Home Equity Loans and Home Equity Lines of Credit

Home Equity Loans are a potentially money-saving option for homeowners who want to consolidate debt and/or turn some of their bad credit into good credit. The possible tax deductions on home equity loans make them potentially useful for debt consolidation, since other personal and consumer loans typically have no tax deductions and higher interest rates. A home equity loan can also be used for home improvement purposes, and certain tax advantages can apply.

According to current home equity statistics from the U.S. Census, approximately 7.2 million Americans obtained home equity loans in the past year. However, not all loans are right for everyone. It is important to decide which type of home loan is the perfect fit for you. To be sure that you are making a confident financial decision before you sign on the dotted line, read on for answers to frequently asked questions (FAQ) about home equity loans.


Are Home Equity Loans (HEL) and Home Equity Lines of Credit (HELOC) the same thing?


No. Although both of these loans are of second mortgages, a HEL and a HELOC have some important differences. With a HEL, you receive a lump sum of money, while a HELOC works more like a line of credit.
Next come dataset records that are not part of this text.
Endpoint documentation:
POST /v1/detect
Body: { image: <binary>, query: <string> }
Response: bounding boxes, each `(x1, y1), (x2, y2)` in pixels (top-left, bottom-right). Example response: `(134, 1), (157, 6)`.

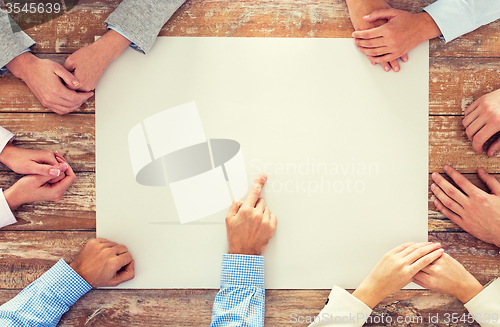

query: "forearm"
(0, 260), (92, 327)
(211, 254), (265, 327)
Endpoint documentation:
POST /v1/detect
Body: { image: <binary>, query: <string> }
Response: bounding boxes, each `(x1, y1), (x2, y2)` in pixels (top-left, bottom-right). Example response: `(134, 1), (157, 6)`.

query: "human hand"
(69, 238), (135, 287)
(346, 0), (408, 72)
(6, 52), (93, 115)
(413, 253), (484, 303)
(352, 243), (444, 309)
(462, 89), (500, 157)
(431, 166), (500, 247)
(0, 142), (68, 178)
(64, 30), (130, 92)
(352, 9), (441, 62)
(226, 174), (277, 255)
(4, 153), (76, 210)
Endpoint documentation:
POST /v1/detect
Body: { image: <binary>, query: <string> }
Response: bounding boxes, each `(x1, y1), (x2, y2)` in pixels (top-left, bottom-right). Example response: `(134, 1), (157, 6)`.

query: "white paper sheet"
(96, 38), (429, 289)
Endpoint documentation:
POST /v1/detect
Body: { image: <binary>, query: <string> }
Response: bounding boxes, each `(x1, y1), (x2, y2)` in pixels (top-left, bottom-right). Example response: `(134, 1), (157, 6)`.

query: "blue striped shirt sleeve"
(210, 254), (265, 327)
(0, 259), (92, 327)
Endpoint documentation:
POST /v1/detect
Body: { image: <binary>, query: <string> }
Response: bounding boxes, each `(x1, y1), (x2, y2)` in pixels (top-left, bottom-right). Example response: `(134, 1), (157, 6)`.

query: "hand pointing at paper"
(226, 174), (277, 255)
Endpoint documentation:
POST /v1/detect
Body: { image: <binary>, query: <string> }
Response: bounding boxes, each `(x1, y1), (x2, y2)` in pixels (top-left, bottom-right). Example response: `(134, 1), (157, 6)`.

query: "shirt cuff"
(0, 48), (31, 76)
(37, 259), (92, 307)
(0, 188), (17, 228)
(424, 0), (475, 42)
(310, 286), (372, 327)
(0, 126), (14, 152)
(220, 254), (264, 287)
(106, 23), (145, 53)
(464, 278), (500, 315)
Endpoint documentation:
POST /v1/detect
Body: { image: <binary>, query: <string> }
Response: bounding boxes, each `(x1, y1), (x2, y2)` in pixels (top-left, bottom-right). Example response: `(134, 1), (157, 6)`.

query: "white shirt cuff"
(310, 286), (372, 327)
(424, 0), (476, 42)
(464, 278), (500, 327)
(0, 188), (17, 228)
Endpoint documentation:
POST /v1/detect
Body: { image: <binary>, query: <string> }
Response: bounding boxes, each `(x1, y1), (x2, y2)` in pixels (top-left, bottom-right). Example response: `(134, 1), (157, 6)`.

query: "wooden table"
(0, 0), (500, 327)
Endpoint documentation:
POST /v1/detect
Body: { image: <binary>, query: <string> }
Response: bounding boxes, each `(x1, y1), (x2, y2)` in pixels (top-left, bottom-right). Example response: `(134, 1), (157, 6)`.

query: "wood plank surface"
(0, 0), (500, 327)
(0, 231), (494, 326)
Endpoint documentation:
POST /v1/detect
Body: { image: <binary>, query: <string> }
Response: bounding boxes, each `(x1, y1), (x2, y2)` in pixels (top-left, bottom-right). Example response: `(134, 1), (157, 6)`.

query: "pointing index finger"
(243, 173), (267, 209)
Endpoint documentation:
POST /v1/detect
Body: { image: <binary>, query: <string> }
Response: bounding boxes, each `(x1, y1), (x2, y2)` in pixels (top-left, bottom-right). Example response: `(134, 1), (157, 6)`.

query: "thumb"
(487, 137), (500, 157)
(227, 201), (242, 217)
(363, 8), (398, 23)
(28, 161), (62, 179)
(54, 65), (80, 90)
(111, 260), (135, 286)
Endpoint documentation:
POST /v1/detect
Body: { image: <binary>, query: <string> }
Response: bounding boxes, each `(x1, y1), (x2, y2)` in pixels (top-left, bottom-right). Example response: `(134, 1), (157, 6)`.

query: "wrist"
(96, 30), (132, 64)
(352, 283), (385, 309)
(415, 11), (441, 42)
(3, 185), (24, 211)
(5, 52), (39, 81)
(455, 278), (484, 303)
(0, 142), (16, 166)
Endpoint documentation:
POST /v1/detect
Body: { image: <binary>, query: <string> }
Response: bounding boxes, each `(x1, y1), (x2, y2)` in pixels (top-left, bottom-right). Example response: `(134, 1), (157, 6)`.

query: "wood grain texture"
(0, 0), (494, 57)
(0, 0), (500, 327)
(0, 232), (494, 326)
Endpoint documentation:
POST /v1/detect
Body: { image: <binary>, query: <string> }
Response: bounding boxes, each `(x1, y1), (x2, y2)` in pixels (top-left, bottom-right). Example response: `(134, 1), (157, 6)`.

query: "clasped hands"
(6, 31), (130, 115)
(0, 143), (76, 210)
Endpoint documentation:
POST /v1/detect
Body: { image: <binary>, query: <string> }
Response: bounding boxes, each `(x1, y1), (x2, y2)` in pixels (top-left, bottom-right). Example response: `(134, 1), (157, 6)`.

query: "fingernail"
(49, 169), (61, 177)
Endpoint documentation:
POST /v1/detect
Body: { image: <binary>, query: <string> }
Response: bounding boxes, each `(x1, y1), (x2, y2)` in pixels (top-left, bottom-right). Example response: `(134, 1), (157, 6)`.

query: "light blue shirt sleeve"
(0, 48), (31, 76)
(107, 24), (145, 54)
(210, 254), (266, 327)
(424, 0), (500, 42)
(0, 259), (92, 327)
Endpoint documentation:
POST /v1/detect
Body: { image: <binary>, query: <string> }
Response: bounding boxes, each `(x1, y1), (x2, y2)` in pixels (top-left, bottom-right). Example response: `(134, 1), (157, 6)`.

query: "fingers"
(387, 242), (415, 254)
(391, 59), (401, 73)
(255, 198), (267, 212)
(242, 174), (267, 210)
(477, 168), (500, 195)
(399, 242), (432, 262)
(352, 25), (383, 39)
(227, 201), (241, 218)
(111, 256), (135, 286)
(487, 137), (500, 157)
(54, 64), (80, 90)
(411, 245), (444, 273)
(472, 125), (499, 153)
(434, 199), (464, 229)
(363, 8), (398, 23)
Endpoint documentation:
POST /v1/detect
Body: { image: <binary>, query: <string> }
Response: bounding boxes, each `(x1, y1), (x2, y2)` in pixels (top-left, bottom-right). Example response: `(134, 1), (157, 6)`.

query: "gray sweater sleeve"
(0, 10), (35, 75)
(106, 0), (185, 53)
The interest rate on these loans also works differently. Home equity loans generally have a fixed interest rate, but almost always carry fees and closing costs, which many lenders do not generally charge for credit lines. While home equity lines of credit may be free of some of these costly up-front fees, keep in mind that they are also variable rate loans, which means that the interest rate can change over time, according to the prime interest rate set by the Federal Reserve.

When choosing between these loan types, ask yourself whether receiving your loan all at once or having access to a line of credit works better for you.


What Is a Loan-To-Value Ratio?


The loan-to-value-ratio is the difference between the amount of your current mortgage and the newly appraised value of your home. This ratio will be figured into the loan terms of your second mortgage.


Is Traditional Home Refinancing a Better Option Than A HEL or HELOC?


That depends. If you decide to refinance your current mortgage, you may be able to obtain a lower interest rate, which means lower payments and the possibility of a cash-out refinance.

Obtaining an interest-only refinance is also a possibility. However, while an interest-only lowers your payments, it can also lower the equity in your home and, in most cases, only makes sense for people who don’t plan on being in the mortgage or house for a long time.

If you are happy with the interest rate on your current mortgage, it makes more sense to consider a HEL or HELOC, especially since it is possible to refinance your first mortgage as well as your second in the future if interest rates do take a dip in your favor.


What Is a Subordination Clause and how does it relate to a HEL?


Depending on the lender, a subordination clause or agreement most often means that before you can get a second mortgage, the first mortgage company must agree to allow the second mortgage to be placed in first lien position. The new loan then has the priority in case of a foreclosure.

This is especially important down the road if you pay off your first mortgage, because the lender in charge of your second mortgage can then write a new first mortgage and place that in first lien position, which will help protect your interest rate, since the rate for second mortgages is generally higher.

Terms of subordination clauses can vary by lender, so it is important to have a discussion with yours before entering into any agreement.

Being an informed consumer is the first step toward making sure you get the right loan for you. Be sure to talk to your lender, as well as your personal financial advisor, and weigh your options carefully before making a final decision.